Стены были покрыты традиционной росписью, но под потолком я увидела европейскую люстру. Окно, закрытое шелковым занавесом, и широкая кровать, покрытая разноцветными покрывалами, пришли, казалось еще из времен наших бабушек. Но тут же я увидела зеркальный шкаф на немецкий манер и два венских стула. После я узнала, что, подбирая обстановку для своего дома, Джемиль посоветовался с моей мамой. Надо отдать ему должное, чувствовалось, что дом подготовлен к совместной жизни супружеской пары. Но тогда же я поняла, что сам Джемиль по натуре своей был неприхотлив. Все эти приготовления он сделал для меня, для своей жены. Но он не знал, какая я; да и не мог узнать, он не понимал меня. А теперь я знаю, что и его я никогда не пойму. То есть, я имею в виду даже не мотивы его поступков, но его чувства. Для того, чтобы его понять, надо просто полюбить его, а я не могу…
Сваха стала раздевать меня. У меня возникло какое-то странное ощущение — почему-то показалось странным, что вот я, образованная на современный манер девушка, и сваха раздевает меня в брачной комнате, как раздевали свахи моих юных простодушных прабабок. Я почувствовала себя беззащитной. Наверное, это и была беззащитность личности под гнетом законов, традиций, обрядов и всего прочего, что налагается на человека неумолимым началом, которое зовется «обществом».

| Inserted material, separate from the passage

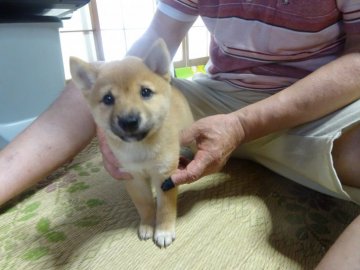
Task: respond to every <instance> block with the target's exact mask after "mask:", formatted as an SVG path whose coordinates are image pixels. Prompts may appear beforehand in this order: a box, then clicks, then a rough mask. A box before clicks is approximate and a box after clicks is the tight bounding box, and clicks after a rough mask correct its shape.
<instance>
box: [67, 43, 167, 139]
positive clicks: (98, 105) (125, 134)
mask: <svg viewBox="0 0 360 270" xmlns="http://www.w3.org/2000/svg"><path fill="white" fill-rule="evenodd" d="M160 45H161V44H160ZM157 49H158V50H159V49H160V51H161V50H162V51H163V50H164V47H162V46H160V47H159V46H158V47H157ZM164 52H165V53H166V51H164ZM164 52H162V53H164ZM153 53H154V52H153ZM151 55H152V56H151ZM154 56H155V55H154V54H151V53H150V54H149V57H151V58H153V57H154ZM157 56H159V55H157ZM165 56H166V55H165ZM160 57H161V55H160ZM150 60H151V59H150ZM150 60H149V59H148V58H146V59H145V60H144V61H143V60H141V59H138V58H135V57H127V58H125V59H124V60H122V61H114V62H109V63H106V64H103V65H102V66H100V67H99V68H96V67H95V66H92V65H90V64H88V63H85V62H83V61H82V60H80V59H77V58H71V60H70V67H71V74H72V77H73V81H74V82H75V84H76V85H77V86H78V87H79V88H81V89H82V90H83V93H84V96H85V97H86V99H87V101H88V103H89V105H90V108H91V111H92V114H93V116H94V119H95V122H96V123H97V125H99V126H100V127H101V128H102V129H104V130H107V131H111V132H112V133H113V134H114V135H116V136H118V137H119V138H120V139H122V140H123V141H126V142H132V141H140V140H143V139H144V138H146V137H148V136H151V134H152V133H154V132H155V131H156V130H157V129H158V128H159V127H160V126H161V124H162V122H163V120H164V118H165V117H166V115H167V112H168V110H169V106H170V95H171V86H170V84H169V81H168V79H169V76H168V67H169V62H168V59H167V58H166V57H165V60H166V61H164V63H161V61H162V60H163V59H161V58H160V59H152V61H157V62H158V64H156V65H154V64H153V62H151V61H150ZM159 64H161V65H163V68H164V69H161V68H159ZM165 67H166V68H165ZM165 71H166V72H165ZM159 73H160V74H161V75H159Z"/></svg>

По обычаю полагалось перед свадьбой раскрасить мне лицо, нанести сверкающие точечки на лоб и щеки. Сейчас бы их смывали розовой водой. Кажется, сваха что-то говорила маме о раскрашивании, но мама как-то замяла этот разговор; она знала, что на это я ни за что не соглашусь. Сваха сняла с меня покрывало, помогла снять украшения и платье и надеть ночную сорочку. Мои длинные волосы она распустила по плечам.
В дверь постучали. Стук был какой-то странный, он показался мне насмешливым. Хотя может ли такое быть — насмешливый стук или грустный стук…
Вошел Джемиль. Он был уже в белье — какие-то длинные бесформенные штаны и широкая рубаха с треугольным вырезом, как бывает у деревенских рубах. Полотно, из которого это белье сшили, было желтоватого цвета и оттого штаны и рубаха казались плохо выстиранными. Бритую голову Джемиль прикрыл небольшой круглой шапочкой.